Esprit de famille, Ellen Guillemain, Flamant noir, 2014....,

A l'enterrement de Jean, est réunie toute sa famille, sa femme, Séverine, très belle femme froide, ses enfants : Sophie femme d'affaires accomplie qui ne jure que par la réussite sociale et professionnelle, Marco autiste et Milène dite Nouche la benjamine, trentenaire qui vit plus ou moins avec Samy dealer et petit gangster notoire ; Seda est là aussi, la dernière compagne de Jean, une Cambodgienne. Toute cette belle famille, riche se déchire le jour du passage chez le notaire. Il faudra bien des épreuves et la révélation d'un secret de famille bien caché pour tenter de reconstruire des liens, mais n'est-il pas déjà trop tard ? 

Sur le thème assez classique du secret de famille qui déchire les uns, rapproche les autres et finit par tout détruire lorsqu'il est connu, Ellen Guillemain tire son épingle du jeu. Parce qu'elle a une bonne idée de construction de son roman : elle alterne les points de vue dans les chapitres. Chaque personnage que l'on rencontre dans cette histoire intervient à un moment. Une galerie riche et dense, on se plaît même à penser que chacun aurait pu être un héros de sa propre histoire tellement tous sont présents et bien décrits avec un passé et un présent voire un avenir forts. Un roman avec Seda, pourquoi pas ? On la quitte avec des questions qui si elles ne nous laissent pas sur notre faim pourraient tout à fait faire l'objet d'un roman à part entière. Pareil pour Séverine, qui cache beaucoup de sa personnalité sous une froideur qui lui pèse, et idem pour Samy, Nouche, Marco et Sophie pour ne parler que d'eux. C'est dire si Ellen Guillemain a su dresser les portraits de personnages complexes et humains avec leurs parts d'ombre et de lumière. Bien vu en plus, le chapitre dans lequel Marco est le narrateur et qui change de style littéraire s'adaptant à son handicap : "Quand j'ai demandé à Sophie où était Papa, elle a pleuré et je me suis dit que j'avais encore dit une connerie. J'avais oublié qu'il était mort. Ca me sort de la tête ces trucs-là, surtout si c'est important." (p.83)

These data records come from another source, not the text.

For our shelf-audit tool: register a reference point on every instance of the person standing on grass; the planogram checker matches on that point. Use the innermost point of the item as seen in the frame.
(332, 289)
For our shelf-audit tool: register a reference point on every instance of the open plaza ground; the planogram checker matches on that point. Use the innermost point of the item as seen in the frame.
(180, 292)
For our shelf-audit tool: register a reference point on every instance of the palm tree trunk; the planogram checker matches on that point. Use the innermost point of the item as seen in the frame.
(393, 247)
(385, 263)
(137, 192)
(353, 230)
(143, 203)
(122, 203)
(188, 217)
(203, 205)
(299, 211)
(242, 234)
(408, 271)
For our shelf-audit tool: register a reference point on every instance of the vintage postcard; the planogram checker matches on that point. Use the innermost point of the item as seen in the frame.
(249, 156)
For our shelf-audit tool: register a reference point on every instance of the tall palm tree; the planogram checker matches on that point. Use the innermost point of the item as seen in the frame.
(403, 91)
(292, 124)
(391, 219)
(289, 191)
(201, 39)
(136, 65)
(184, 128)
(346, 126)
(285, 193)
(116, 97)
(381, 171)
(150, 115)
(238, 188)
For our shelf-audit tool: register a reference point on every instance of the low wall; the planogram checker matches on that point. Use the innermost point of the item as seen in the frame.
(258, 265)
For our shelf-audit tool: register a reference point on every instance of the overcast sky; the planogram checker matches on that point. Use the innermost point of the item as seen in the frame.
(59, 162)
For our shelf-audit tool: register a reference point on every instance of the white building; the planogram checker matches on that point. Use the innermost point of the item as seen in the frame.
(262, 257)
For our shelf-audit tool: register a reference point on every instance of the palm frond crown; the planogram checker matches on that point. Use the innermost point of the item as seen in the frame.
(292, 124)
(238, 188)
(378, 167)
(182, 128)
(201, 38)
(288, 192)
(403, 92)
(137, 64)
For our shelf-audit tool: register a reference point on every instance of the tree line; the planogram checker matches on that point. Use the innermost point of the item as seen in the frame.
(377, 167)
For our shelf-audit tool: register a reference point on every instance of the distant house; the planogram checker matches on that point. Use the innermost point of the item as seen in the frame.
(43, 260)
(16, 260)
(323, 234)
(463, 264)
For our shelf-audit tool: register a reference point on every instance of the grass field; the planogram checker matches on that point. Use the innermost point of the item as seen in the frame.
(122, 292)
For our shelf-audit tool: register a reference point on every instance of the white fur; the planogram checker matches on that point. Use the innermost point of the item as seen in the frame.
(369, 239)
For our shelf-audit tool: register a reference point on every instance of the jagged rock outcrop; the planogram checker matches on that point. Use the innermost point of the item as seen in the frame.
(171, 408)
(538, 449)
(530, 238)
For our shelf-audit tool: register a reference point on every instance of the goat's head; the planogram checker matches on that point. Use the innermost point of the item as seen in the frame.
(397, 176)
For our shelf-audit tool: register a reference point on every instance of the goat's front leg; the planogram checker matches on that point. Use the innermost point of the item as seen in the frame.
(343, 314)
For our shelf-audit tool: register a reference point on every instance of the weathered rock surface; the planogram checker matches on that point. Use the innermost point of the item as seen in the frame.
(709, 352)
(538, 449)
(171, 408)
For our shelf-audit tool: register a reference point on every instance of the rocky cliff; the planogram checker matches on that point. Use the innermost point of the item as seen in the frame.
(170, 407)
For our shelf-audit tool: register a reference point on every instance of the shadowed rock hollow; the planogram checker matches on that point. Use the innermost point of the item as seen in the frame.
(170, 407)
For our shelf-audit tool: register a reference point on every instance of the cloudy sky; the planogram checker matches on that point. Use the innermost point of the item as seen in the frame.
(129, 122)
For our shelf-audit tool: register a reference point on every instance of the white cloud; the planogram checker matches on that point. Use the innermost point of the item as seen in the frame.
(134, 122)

Au hasard des dialogues ou des monologues, elle glisse des propos très directs dans la bouche de ses personnages, sur la difficulté à vivre dans les cités surtout lorsqu'on est immigré, sur des faits de société, sur la politique, sur le pape (mon anticléricalisme primaire m'oblige à citer ici des phrases dont j'aime beaucoup le fond et la forme, à propos du pape qui twitte : "Il n'a rien d'autre à faire que twitter, celui-là ? Ah ça, il encourage les jeunes à twitter ! Au moins, pas besoin de capotes pour ça ! Et les pauvres qui ne peuvent pas twitter parce qu'ils n'ont pas d'ordinateur ! Du coup, ils sont désœuvrés ! Du coup, ils couchent sans capotes sur les recommandations du très Saint-Père ! Du coup, ils chopent ou le sida ou un polichinelle dans le tiroir, voire les deux, et ils s'enfoncent encore plus dans la misère ! Mais le pape les bénit en twittant, alors tout va bien !" (p.116) Ces interventions placent ce roman dans son époque, réaliste et résolument actuel.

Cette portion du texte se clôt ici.